Publicado 22/10/2020 por

O planejamento patrimonial é o processo de passagem de um patrimônio (imóveis urbanos,
rurais, empresas) da geração que o construiu para a geração seguinte. Ele pode ser feito
total ou parcialmente em vida, por meio de vários instrumentos legais, tais como o
testamento, a doação ou a constituição de empresas que detenham o patrimônio para sua
subsequente passagem aos herdeiros.

O planejamento patrimonial é único para cada família, pois cada uma tem suas
características e necessidades. Assim, não existe uma mesma fórmula ou modelo que
possa ser aplicado em todos os casos.

Também não é correto supor que apenas as famílias mais abastadas devam se preocupar
com o planejamento patrimonial. É certo que tais famílias e grandes empresários têm mais
motivos para tal, visto que muitas outras pessoas e colaboradores, além dos integrantes da
família, dependem da continuidade das empresas e do patrimônio produtivo para seu
sustento e emprego, mas toda pessoa que amealhou bens suficientes durante a vida e que
tenha a intenção fazer a passagem para as pessoas da nova geração de uma maneira mais
estruturada deve se preocupar com este assunto.

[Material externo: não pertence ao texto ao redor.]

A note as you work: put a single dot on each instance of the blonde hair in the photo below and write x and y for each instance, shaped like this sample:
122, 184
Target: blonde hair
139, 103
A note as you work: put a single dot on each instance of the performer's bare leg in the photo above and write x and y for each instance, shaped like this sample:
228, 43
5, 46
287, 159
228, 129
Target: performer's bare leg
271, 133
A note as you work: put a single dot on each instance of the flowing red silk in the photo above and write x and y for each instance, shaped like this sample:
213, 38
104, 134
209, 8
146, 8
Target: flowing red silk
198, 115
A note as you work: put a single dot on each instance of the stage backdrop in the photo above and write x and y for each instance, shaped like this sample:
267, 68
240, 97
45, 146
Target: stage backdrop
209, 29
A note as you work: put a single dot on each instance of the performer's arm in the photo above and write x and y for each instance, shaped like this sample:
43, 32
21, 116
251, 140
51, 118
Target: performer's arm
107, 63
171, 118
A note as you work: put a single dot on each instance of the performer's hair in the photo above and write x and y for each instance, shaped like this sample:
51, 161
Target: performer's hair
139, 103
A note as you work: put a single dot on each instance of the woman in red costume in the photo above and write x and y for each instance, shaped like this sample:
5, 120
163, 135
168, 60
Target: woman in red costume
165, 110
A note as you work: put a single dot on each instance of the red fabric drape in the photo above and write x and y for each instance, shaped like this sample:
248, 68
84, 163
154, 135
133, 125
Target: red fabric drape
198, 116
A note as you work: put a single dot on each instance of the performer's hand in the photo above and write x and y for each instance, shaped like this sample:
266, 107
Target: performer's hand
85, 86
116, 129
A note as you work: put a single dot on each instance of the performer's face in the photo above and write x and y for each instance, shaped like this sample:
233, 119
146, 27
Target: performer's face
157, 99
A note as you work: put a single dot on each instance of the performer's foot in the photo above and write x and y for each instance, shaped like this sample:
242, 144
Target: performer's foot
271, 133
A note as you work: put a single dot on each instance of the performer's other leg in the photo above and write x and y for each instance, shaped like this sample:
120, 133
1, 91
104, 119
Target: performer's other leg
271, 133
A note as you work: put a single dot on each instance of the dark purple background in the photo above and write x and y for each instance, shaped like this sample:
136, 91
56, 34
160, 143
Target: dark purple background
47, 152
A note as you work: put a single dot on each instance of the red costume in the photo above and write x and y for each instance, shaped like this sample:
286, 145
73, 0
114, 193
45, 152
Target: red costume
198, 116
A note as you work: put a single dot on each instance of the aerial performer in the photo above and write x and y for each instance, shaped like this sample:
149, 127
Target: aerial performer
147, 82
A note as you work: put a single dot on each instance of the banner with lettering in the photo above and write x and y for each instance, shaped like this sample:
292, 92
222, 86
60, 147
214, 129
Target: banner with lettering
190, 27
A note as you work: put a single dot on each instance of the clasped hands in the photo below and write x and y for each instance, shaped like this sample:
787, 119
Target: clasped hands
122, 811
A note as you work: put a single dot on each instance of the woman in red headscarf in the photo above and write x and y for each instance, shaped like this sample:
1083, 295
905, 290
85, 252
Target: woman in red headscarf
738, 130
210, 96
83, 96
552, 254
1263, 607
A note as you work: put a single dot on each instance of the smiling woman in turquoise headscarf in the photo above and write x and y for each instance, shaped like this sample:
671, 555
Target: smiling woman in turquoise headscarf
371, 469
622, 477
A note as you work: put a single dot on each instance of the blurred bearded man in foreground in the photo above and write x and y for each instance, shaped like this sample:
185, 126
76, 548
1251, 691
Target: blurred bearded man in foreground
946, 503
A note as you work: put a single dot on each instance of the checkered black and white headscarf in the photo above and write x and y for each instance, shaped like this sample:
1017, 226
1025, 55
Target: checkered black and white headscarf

Os objetivos do planejamento patrimonial são, resumidamente, os seguintes:

1 – estabelecer em vida as regras que os herdeiros devem seguir para usufruir do
patrimônio que os pais deixarão para eles;

2 – procurar uma divisão do patrimônio cômoda em relação ao número de filhos e das
características pessoais de cada um;

3 – promover a sucessão na gerência da empresa da família, buscando o melhor gestor,
ainda que fora da família, e mantendo os direitos dos filhos de participar dos lucros e do
crescimento do patrimônio;

4 – minimizar o impacto tributário da herança e da doação, sempre observando as leis
tributárias em vigor e a vocação produtiva do patrimônio;

5 – minimizar brigas e conflitos familiares, pois ao estabelecer as regras em vida e ainda
usufruir por um longo período dos bens, os pais fixam seu entendimento e os herdeiros
acabam por se habituar à nova realidade; e

6 – evitar a perda do patrimônio ou da capacidade produtiva das empresas em razão do
falecimento dos fundadores, assegurando sua continuidade, crescimento e prosperidade ao
longo do tempo.

Por envolver aspectos de direito de família, sucessões, tributário e societário, o
planejamento patrimonial deve ser acompanhado por advogado especializado.